Wisconsin Governor Scott Walker defended his administration's use of multi-million-dollar taxpayer subsidies to assist Kohl's department stores—a retailer he mentions in almost every speech as he prepares for a seemingly certain 2016 Republican presidential bid—saying in an interview with the Des Moines Register that his Democratic predecessor offered similar incentive packages for other companies.

"You're talking about thousands of jobs," he told the Register. "It's not unlike what we do with the package the state has available for any number of employers out there.
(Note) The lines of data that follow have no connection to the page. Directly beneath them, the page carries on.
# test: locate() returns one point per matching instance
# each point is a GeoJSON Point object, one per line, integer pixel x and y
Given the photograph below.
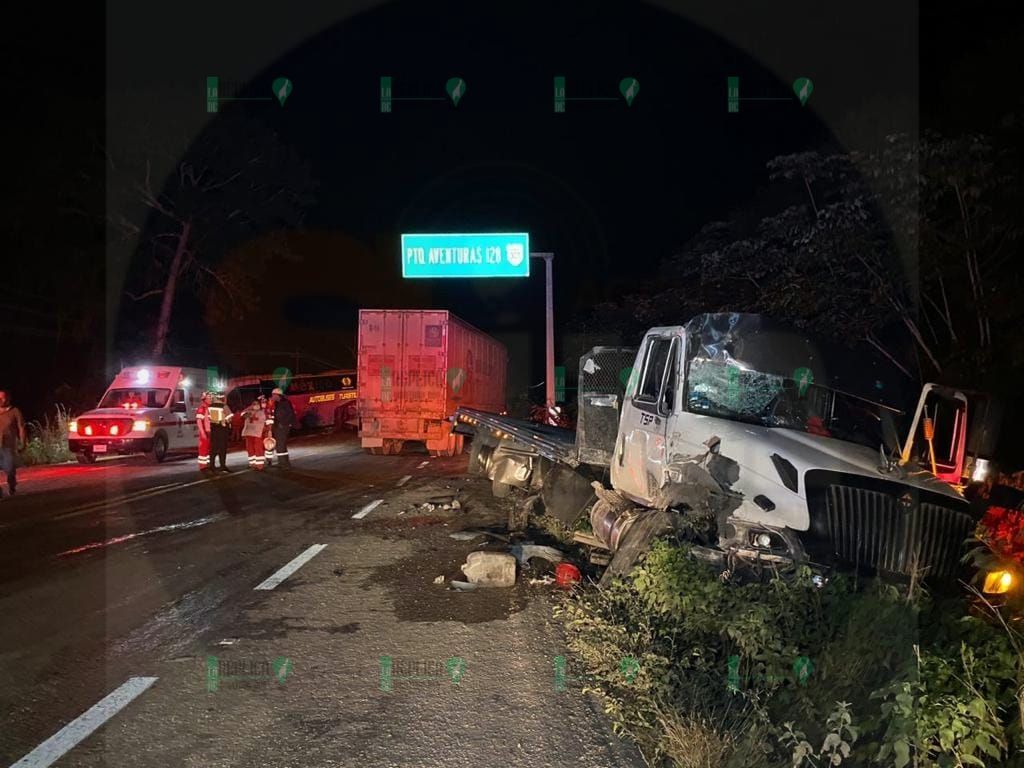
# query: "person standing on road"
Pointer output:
{"type": "Point", "coordinates": [220, 431]}
{"type": "Point", "coordinates": [203, 424]}
{"type": "Point", "coordinates": [11, 438]}
{"type": "Point", "coordinates": [255, 424]}
{"type": "Point", "coordinates": [268, 433]}
{"type": "Point", "coordinates": [284, 418]}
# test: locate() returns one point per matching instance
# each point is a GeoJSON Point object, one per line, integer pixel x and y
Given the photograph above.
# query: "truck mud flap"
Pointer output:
{"type": "Point", "coordinates": [566, 494]}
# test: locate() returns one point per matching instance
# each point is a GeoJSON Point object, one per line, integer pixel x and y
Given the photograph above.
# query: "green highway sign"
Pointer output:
{"type": "Point", "coordinates": [466, 255]}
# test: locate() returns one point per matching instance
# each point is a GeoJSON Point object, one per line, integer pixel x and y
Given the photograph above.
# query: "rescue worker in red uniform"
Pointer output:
{"type": "Point", "coordinates": [255, 425]}
{"type": "Point", "coordinates": [268, 434]}
{"type": "Point", "coordinates": [203, 424]}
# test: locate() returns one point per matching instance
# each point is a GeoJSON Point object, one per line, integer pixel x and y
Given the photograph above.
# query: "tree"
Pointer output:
{"type": "Point", "coordinates": [236, 182]}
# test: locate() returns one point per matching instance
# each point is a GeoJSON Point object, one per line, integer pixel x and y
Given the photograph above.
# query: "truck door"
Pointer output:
{"type": "Point", "coordinates": [639, 460]}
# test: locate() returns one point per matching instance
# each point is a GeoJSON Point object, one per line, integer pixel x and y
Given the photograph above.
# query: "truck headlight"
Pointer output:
{"type": "Point", "coordinates": [997, 582]}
The dollar amount's only bigger because instead of a hundred jobs, you're talking about thousands and thousands of jobs."

Walker had been asked to respond to a Bloomberg story earlier this week that outlined how his administration awarded a state incentive package worth as much as $62.5 million to Kohl's in 2012, when there was a slight chance the company would move its national headquarters out of the state. The credits arrived despite Walker's limited-government philosophy.

The Wisconsin governor invokes Kohl’s to sell himself as a frugal steward of tax dollars, and as a common man who “didn’t inherit fame and fortune,” a none-too-subtle jab at Republican Jeb Bush and Democrat Hillary Clinton, whose families dominated U.S. politics for much of the 1990s and 2000s. What he doesn't mention is the taxpayer subsidies to the third-largest U.S. department store chain.

"My predecessor did the same thing," Walker told the Register. "He actually did a big incentive."

Walker was referring to Democrat Jim Doyle, who he replaced as Wisconsin's top executive in 2011. Doyle's administration approved $65 million for Mercury Marine in 2009 to stay in Fond du Lac.

The package for Kohl's is tied to making $250 million in capital improvements and hiring 3,000 more employees. If the company ultimately spends less on its headquarters or hires fewer employees, it will receive proportionately fewer tax credits. Slightly more than a quarter of those jobs have materialized. When the package was awarded, Kohl’s had 3,782 non-retail jobs in the state, according to the Wisconsin Economic Development Corp. It now has 4,576, a gain of 794.

As of February 2014, Kohl’s had made $71.6 million in capital investments and received about $8.8 million in credits based on its spending and addition of employees, according to the most-recent synopsis available from the economic development agency.

In its story, the Register said the "apparent contradiction" between Walker's use of Kohl's to sell his frugality and the state incentive package doesn't "sit well with some likely GOP caucus-goers in Iowa."